Это хороший признак. Шанс не нарваться на застегнутую на все пуговицы эспанскую вдову.
— Похоже, что она достаточно богата?
— Очень, очень, очень много! Ее муж сделал состояние на «Дульче де платано».
— Пардон, сеньорита? На чем, вы говорите?
— «Дульче де платано».
Я балдею. Перевожу себе: дульче — приятный, платано — банан.

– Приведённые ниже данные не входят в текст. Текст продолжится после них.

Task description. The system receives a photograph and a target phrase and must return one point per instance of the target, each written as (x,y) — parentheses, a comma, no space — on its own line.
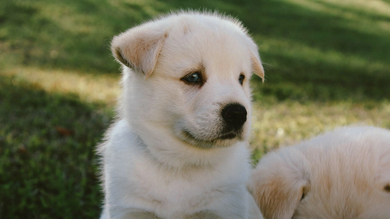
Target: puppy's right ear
(139,47)
(279,183)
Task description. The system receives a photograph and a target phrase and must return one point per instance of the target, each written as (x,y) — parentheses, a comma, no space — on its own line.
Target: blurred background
(327,64)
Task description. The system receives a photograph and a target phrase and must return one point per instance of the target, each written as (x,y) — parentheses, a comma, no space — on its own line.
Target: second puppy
(343,174)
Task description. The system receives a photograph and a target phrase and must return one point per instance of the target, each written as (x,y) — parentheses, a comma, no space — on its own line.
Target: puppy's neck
(170,152)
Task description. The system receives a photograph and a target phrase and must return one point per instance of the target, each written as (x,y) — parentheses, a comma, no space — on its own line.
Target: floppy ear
(278,183)
(256,65)
(139,47)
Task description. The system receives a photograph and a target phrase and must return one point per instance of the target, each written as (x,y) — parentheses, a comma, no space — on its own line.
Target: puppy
(344,174)
(179,148)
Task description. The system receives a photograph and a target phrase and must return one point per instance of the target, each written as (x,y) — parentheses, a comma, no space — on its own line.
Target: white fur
(343,174)
(151,167)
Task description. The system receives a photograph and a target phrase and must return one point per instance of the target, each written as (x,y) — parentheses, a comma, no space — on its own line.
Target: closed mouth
(224,136)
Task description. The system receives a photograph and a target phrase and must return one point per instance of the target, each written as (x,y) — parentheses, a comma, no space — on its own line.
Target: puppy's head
(187,75)
(332,176)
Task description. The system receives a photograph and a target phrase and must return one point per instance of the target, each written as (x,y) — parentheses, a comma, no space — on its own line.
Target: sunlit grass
(89,87)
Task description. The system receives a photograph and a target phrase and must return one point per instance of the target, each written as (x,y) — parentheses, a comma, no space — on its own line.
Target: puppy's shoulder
(119,139)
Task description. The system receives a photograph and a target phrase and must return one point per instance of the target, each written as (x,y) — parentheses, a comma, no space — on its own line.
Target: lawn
(327,65)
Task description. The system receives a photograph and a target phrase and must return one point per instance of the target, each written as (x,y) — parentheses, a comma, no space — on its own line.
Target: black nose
(234,115)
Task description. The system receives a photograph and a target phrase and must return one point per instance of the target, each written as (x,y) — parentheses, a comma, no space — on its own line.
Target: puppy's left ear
(256,65)
(139,47)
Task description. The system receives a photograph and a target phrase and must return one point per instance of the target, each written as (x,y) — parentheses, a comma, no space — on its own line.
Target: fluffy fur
(170,155)
(343,174)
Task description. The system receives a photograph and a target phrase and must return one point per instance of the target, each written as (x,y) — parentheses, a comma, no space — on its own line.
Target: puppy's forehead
(216,44)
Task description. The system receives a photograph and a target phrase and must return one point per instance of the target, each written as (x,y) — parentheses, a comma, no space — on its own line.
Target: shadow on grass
(76,35)
(47,162)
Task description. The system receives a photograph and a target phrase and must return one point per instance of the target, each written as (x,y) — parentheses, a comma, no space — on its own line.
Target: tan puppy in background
(180,146)
(343,174)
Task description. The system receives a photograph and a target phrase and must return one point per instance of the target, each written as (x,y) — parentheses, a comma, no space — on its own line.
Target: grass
(326,63)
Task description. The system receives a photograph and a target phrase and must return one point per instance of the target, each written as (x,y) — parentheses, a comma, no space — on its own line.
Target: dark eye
(241,79)
(192,78)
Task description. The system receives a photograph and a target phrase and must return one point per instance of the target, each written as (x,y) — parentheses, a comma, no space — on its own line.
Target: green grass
(327,64)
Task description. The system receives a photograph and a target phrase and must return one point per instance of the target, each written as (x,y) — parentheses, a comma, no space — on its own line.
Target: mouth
(220,140)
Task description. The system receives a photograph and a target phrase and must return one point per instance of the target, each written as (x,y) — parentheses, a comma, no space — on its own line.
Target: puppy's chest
(188,189)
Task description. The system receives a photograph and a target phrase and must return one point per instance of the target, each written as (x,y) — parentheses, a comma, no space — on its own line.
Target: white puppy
(179,148)
(344,174)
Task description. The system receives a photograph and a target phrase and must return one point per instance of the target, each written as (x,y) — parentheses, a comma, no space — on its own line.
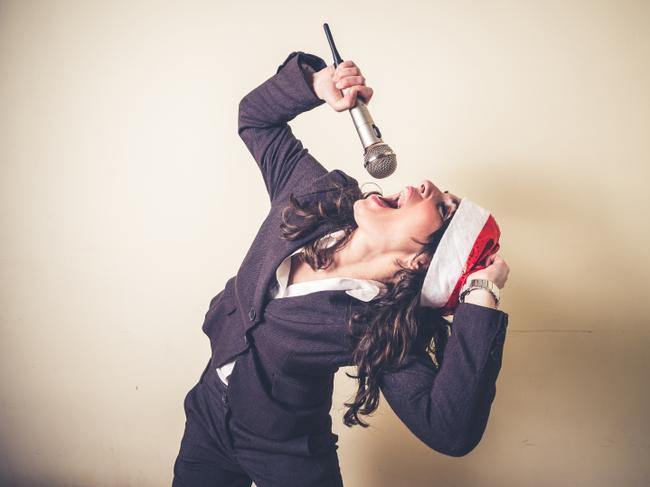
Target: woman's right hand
(496,271)
(329,81)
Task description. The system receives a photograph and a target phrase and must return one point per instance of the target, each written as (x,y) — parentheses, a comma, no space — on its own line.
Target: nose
(426,188)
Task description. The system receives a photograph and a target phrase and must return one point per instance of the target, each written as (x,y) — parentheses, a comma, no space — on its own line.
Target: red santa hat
(471,237)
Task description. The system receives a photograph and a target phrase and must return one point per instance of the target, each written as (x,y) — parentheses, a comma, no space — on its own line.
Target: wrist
(481,297)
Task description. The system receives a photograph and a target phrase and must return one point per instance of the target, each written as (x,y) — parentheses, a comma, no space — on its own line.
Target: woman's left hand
(329,81)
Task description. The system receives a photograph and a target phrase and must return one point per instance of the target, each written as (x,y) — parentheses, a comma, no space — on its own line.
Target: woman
(333,278)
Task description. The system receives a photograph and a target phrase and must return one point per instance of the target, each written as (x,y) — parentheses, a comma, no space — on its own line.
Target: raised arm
(263,115)
(448,408)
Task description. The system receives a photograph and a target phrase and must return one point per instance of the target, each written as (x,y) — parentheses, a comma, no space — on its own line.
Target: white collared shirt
(362,289)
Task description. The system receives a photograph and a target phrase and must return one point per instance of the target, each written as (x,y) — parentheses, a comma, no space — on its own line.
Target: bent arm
(448,408)
(263,115)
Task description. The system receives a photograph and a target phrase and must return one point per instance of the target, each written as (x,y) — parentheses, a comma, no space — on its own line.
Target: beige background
(128,200)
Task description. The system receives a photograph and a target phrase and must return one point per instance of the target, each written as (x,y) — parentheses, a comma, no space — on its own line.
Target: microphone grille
(379,160)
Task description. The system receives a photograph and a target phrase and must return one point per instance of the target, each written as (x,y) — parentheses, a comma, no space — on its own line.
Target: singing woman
(337,277)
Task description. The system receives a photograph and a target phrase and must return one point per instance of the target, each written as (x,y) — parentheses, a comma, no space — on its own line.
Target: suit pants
(215,452)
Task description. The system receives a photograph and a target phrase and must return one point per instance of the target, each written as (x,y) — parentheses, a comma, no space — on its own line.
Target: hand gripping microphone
(379,159)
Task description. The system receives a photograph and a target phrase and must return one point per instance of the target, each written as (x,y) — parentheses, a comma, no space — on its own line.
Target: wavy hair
(390,326)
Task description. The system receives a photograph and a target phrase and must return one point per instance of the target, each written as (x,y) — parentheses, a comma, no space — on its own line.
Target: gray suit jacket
(288,349)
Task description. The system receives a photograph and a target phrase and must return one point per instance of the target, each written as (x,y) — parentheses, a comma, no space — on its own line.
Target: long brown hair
(392,324)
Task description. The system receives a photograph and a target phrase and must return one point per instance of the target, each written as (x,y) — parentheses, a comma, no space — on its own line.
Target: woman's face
(415,212)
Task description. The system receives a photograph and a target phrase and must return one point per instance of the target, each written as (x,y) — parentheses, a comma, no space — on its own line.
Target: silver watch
(479,284)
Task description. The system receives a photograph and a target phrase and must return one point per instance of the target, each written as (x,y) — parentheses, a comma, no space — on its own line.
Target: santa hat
(471,237)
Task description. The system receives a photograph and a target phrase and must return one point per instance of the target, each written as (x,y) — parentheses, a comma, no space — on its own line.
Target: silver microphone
(379,159)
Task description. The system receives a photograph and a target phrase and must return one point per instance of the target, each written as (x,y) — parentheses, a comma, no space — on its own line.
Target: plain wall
(128,200)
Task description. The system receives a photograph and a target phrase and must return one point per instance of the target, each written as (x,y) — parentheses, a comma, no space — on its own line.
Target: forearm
(448,408)
(284,95)
(264,114)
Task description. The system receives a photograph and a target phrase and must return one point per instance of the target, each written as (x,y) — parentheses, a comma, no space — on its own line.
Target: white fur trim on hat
(449,261)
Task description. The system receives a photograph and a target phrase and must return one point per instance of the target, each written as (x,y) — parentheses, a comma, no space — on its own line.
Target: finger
(365,92)
(349,99)
(346,64)
(350,81)
(343,72)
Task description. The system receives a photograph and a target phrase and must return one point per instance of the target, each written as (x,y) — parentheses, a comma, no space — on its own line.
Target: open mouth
(394,201)
(389,202)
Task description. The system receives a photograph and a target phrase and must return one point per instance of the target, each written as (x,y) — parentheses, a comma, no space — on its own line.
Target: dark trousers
(217,453)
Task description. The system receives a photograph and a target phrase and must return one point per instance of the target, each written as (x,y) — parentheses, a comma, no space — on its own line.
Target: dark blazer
(289,349)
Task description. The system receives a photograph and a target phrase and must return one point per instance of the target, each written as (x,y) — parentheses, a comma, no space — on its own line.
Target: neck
(362,258)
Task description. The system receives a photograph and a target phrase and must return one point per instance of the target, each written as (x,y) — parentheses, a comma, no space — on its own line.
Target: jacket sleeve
(263,115)
(448,407)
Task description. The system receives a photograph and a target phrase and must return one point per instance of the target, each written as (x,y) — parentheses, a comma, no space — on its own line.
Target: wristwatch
(479,284)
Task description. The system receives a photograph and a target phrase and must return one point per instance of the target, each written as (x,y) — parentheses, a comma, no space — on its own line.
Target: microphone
(379,159)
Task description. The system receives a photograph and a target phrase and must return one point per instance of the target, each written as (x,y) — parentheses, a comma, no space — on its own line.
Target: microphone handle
(368,132)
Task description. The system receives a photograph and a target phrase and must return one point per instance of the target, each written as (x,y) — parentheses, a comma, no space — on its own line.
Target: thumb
(349,98)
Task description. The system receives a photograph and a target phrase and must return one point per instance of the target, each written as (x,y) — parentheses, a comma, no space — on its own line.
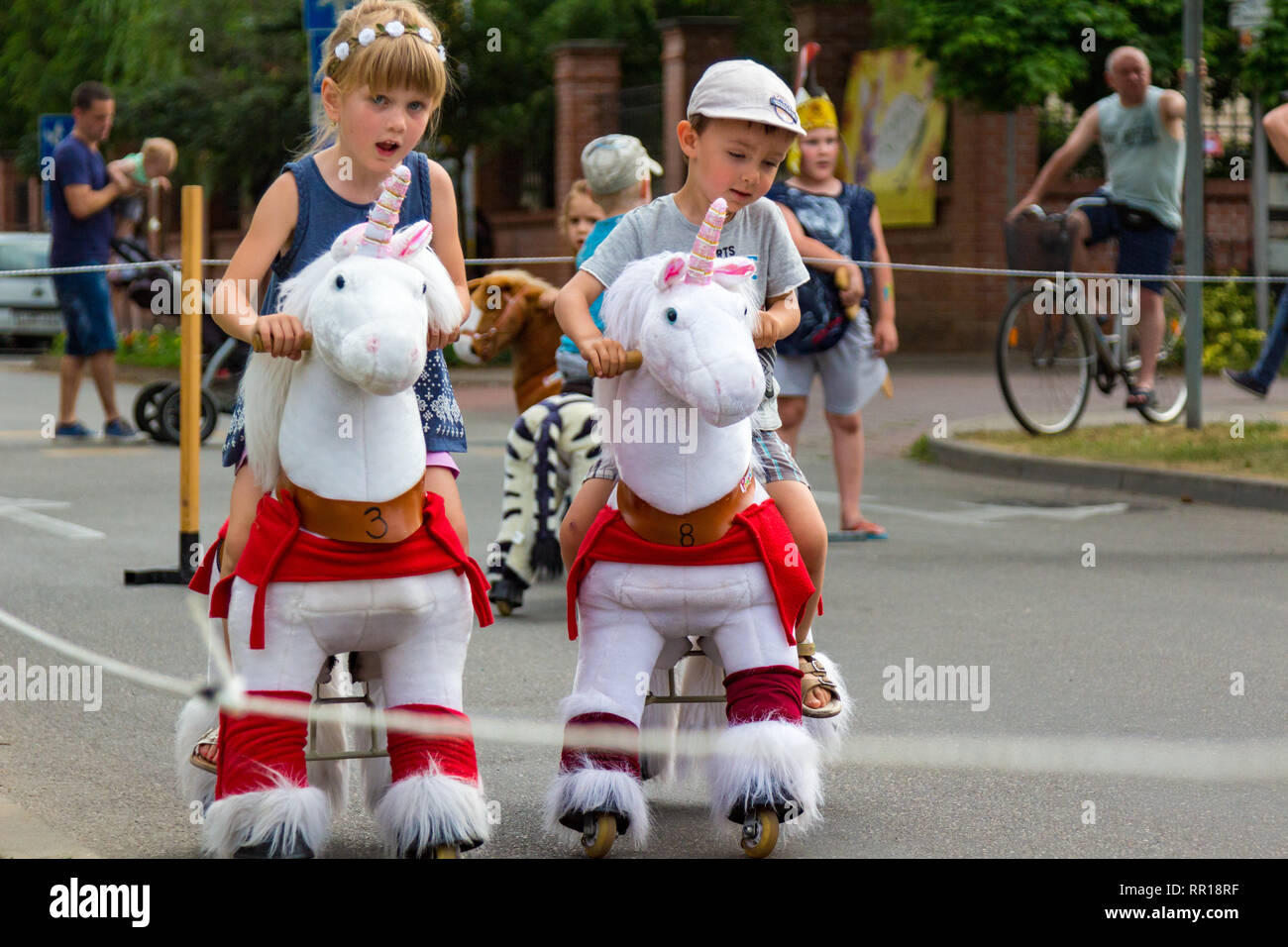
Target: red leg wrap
(601,758)
(254,748)
(452,754)
(763,693)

Видя мое непонимание, коровятина берет из своего походного буфета на скамейке круглую коробку и протягивает мне. Действительно, читаю на крышке «Дульче де платано». Сняв ее, нахожу внутри остатки фруктовой массы характерного запаха. Что-то вроде бананового джема. Помнится, я видел подобные коробки в гостинице.
— Чтобы есть с сыром, — объясняет восхитительная девушка.
Черт возьми, и на этом можно сделать состояние!
Нино-Кламар преуспел, судя по его поместью. А затем, как все остальные, откинул копыта на матрасе, набитом тугриками. Вследствие долгой болезни, согласно стандартной формулировке! Как будто умирают «вследствие» болезни, а не в «конце ее»! Люди такие кретины, когда хотят быть стыдливыми.
— Она сейчас в «Бордельеро для простушек», вдова?
— Она приехала позавчера.
Молчание. Снаружи старый болван начинает давиться соплями, что мешает ему зажамкивать грязные очистки, служащие источником жвачки. Доисторическое чудовище, которое я называю сеньоритой, устремляется к нему. Пользуюсь этим, чтобы попрощаться и смыться.
Сучья керосинка, соревнуясь с дебилом, кашляет сильнее, чем подавившийся пердун, прежде чем соглашается на горючее, которое я ей предлагаю.
Следуя, наконец, своему призванию, начинает двигаться.
С апокалиптическим рычанием она везет меня к мадам вдове Нино-Кламар, королеве размолотых бананов, у которой в среду вечером самый дорогой наемный убийца послевоенного времени должен выполнить… контракт!